Pourtant, devant toutes ces difficultés qui le mettent en pétard, Jésus ne renoncera pas. Il va même se proposer d’aller plus loin pour que le projet d’amour du Père puisse se réaliser. Jamais Jésus ne se contentera de se sentir simplement concerné en disant : je vais faire ce que je peux ! Non, il va s’impliquer totalement en donnant sa vie. Et ce don sera à l’origine d’une fécondité étonnante. A la croix, il n’y avait presque plus personne, et aujourd’hui, il y a des chrétiens dans le monde entier. Quelle fécondité ! La suite de l’histoire de l’Eglise l’a démontré : partout où des chrétiens ont accepté de s’impliquer totalement en donnant leur vie, ils ont été source de fécondité. C’est la fameuse formule de Tertullien : le sang des martyrs est une semence de chrétiens.

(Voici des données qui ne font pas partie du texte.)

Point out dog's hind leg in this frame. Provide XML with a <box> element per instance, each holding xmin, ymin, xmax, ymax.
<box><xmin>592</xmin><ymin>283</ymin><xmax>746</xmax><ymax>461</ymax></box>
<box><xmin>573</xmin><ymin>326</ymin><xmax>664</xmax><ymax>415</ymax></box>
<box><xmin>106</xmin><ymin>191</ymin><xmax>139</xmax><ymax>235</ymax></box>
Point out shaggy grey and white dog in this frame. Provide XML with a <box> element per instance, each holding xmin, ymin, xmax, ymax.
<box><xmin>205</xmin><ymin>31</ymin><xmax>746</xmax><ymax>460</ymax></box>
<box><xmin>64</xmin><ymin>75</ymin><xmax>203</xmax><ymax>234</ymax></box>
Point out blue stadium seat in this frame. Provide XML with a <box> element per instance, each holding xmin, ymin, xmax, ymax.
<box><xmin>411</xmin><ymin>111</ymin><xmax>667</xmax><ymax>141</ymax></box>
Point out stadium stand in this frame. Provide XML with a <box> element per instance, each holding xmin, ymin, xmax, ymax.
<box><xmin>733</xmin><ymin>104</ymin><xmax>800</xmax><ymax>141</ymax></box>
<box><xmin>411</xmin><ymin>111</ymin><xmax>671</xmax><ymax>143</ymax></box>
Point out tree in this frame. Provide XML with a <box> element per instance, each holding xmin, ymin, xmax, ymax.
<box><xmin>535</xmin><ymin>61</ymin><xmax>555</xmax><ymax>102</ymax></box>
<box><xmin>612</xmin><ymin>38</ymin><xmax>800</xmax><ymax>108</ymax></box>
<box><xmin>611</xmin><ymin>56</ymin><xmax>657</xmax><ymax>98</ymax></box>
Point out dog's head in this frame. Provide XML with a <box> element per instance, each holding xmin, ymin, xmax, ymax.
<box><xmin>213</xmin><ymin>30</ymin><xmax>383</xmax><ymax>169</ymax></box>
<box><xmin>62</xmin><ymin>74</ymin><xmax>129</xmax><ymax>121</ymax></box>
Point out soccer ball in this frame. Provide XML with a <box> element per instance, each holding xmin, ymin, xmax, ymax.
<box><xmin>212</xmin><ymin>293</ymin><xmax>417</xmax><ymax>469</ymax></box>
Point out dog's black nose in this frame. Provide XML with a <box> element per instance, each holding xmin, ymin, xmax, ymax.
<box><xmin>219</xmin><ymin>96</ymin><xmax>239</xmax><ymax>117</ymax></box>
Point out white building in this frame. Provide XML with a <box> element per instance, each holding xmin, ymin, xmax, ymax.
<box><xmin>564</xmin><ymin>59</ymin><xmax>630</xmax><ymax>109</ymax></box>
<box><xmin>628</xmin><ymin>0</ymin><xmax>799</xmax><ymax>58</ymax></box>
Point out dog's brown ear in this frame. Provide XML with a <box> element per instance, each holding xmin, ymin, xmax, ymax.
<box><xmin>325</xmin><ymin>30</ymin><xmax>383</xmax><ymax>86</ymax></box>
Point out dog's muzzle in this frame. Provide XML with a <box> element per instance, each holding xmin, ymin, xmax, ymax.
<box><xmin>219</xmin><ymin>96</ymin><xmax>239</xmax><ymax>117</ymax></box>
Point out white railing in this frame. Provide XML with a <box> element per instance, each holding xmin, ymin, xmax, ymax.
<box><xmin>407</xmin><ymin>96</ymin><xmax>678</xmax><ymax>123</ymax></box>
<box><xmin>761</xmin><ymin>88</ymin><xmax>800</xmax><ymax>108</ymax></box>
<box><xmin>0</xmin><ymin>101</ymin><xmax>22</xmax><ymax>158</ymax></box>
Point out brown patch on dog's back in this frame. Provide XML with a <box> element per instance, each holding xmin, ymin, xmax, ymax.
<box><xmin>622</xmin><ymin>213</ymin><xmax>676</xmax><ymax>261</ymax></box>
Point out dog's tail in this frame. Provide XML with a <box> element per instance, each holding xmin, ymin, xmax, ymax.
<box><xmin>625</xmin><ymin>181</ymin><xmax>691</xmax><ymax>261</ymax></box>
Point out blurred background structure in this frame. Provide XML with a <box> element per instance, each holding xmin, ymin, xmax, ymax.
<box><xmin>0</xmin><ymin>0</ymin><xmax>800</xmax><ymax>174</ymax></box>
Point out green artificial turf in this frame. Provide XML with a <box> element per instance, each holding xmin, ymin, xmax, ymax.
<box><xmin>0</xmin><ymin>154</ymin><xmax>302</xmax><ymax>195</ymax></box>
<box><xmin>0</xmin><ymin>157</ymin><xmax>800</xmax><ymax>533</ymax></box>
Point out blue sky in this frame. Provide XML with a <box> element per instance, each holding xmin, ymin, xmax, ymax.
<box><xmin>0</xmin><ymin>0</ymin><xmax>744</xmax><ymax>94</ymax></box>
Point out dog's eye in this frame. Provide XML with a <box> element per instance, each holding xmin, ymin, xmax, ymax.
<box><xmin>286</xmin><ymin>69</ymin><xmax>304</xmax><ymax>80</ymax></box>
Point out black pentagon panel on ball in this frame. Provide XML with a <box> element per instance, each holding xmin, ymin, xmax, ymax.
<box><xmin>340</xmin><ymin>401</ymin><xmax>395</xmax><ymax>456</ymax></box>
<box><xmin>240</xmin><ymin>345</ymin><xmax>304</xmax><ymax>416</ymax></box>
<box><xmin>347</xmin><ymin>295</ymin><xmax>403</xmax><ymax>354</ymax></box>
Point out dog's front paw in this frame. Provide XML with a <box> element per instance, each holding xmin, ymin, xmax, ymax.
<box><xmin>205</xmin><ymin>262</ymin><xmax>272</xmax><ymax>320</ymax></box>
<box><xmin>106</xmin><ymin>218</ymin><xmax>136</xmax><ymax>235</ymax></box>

A l’heure où, dans l’Eglise, beaucoup sont tentés de chercher des recettes qui marchent pour renouer avec le succès dans l’évangélisation, ces textes nous rappellent la seule méthode qui porte en elle non pas le succès mais la fécondité. Rien de fécond ne peut advenir sans des chrétiens impliqués, c’est-à-dire des chrétiens qui acceptent de se donner totalement. La détermination de Dieu à sauver le monde reste entière, il ne manque que des missionnaires vraiment impliqués. C’est bien ce que demande le pape François en appelant les baptisés, tous les baptisés à sortir de la tiédeur, de la mondanité pour devenir d’authentiques disciples-missionnaires. Ah ! Si mon peuple m’écoutait ! Les baptisés, s’ils allaient tous sur mes chemins ! Aussitôt j’humilierais leurs ennemis, contre leurs oppresseurs je tournerais ma main. Mes adversaires s’abaisseraient devant eux ; tel serait leur sort à jamais ! Que l’Esprit-Saint nous éclaire pour voir ce que nous aurions repris dans le don de nous-mêmes et qui fait que, aujourd’hui, nous nous sentons plus concernés qu’impliqués.